If you are one of those who i working in a hospital, you might be familiar with SOAP note example. Have you ever heard about SOAP before? If not, let’s take a look at it. SOAP is an abbreviation of subjective, objective, assessment, and plan.
For further explanation, SOAP is a document used by medical personnel to record patient information during treatment. Medical personnel who use SOAP records are nurses, therapists, athletes coaches, health consultants, and doctors. Not only as a record of recording patient information, but SOAP notes can also be used as a tool to communicate data to health care providers if patients do not have the opportunity to meet and speak directly.
The definition of SOAP note
It has been explained that SOAP stands for subjective, objective, assessment, and plan. However, what exactly are the intentions of those four words? To find out then see the explanation below.
- Subjective : is a word that refers to everything the patient has to say about, concern, issue, problem and intervention procedure.
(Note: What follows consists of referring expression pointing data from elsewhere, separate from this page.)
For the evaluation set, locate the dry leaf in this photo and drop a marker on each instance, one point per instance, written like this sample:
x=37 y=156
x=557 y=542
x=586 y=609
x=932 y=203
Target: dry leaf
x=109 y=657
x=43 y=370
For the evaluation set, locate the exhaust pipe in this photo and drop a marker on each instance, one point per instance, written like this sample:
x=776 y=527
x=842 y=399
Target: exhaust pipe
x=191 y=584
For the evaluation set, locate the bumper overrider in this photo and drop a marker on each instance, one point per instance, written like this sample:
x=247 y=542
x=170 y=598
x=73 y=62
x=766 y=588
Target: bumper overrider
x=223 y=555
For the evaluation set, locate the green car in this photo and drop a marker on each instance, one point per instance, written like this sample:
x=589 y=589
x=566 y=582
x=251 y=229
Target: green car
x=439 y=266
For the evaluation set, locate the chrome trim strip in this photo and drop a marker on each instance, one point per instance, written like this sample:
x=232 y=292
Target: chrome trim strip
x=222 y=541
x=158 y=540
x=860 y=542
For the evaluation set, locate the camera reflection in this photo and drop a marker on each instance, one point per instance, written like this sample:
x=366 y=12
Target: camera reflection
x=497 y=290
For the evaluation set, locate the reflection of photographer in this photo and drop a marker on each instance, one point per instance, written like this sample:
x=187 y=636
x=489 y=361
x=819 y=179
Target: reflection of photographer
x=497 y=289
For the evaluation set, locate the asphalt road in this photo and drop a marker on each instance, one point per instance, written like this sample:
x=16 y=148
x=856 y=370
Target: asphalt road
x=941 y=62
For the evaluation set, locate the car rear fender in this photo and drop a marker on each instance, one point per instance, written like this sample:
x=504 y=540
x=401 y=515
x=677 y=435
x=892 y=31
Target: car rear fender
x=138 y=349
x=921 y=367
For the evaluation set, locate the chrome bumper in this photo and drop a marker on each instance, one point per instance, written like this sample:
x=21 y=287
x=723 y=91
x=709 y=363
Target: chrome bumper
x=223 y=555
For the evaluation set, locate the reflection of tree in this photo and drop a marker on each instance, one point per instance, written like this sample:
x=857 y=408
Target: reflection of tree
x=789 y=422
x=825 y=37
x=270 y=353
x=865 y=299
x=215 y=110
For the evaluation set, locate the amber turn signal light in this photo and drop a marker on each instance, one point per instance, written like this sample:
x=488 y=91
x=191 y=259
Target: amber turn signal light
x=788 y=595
In this section, you can write down subjective findings based on medical reports.
- Objective : this section refers to what has been observed and examined by health personnel and what treatment steps or procedures will be taken by medical personnel. Usually observed are visibility, waist circumference, soft and hard tissue palpation, active range of motion, passive and resistive or ROM (Range of Motion) – AROM, PROM, RROM, blood circulation, manual muscle test results, and neurological assessment.
- Assessment : this section refers to the diagnosis and possible analysis of various components included in the assessment. You can write a diagnosis that is possible if you have not received a final diagnosis.
- Plans : this section refers to procedures that will be taken or used by health care providers to treat patients or achieve predetermined goals. In this section you can write it down like a therapeutic process, type of medicine or if it is through surgery then what method will be done.
How to make SOAP notes
SOAP note is a written document that must be structured. Therefore, SOAP note example are needed so that there is an appropriate format. To make a SOAP note example is an easy job. The following are tips on making a SOAP note example:
- Start with the contents in the subjective section whose information can be obtained from the patient.
- You need to know what questions should be asked to patients to fill the subjective component. Avoid to ask a yes no question.
- After you have finished filling in the subjective section, you can continue in the second part, namely objective. This section will contain what you have observed from the patient.
- After that you can check the patient. When conducting an examination you can ask questions and examinations if needed.
- Evaluate the results of the examination and the symptoms that have been carried out.
- Document and record the assessment has been carried out and make a list of diagnoses then arrange the possibilities of diagnosis until you get the final diagnosis. Make sure that all notes are not left behind.
- After getting the final diagnosis, write down the planned actions and treatments and make them in detail as a reference for daily procedures.
SOAP note example is a written data record containing patient information. Therefore the steps in writing a SOAP note are important to note in order to get accurate patient care information.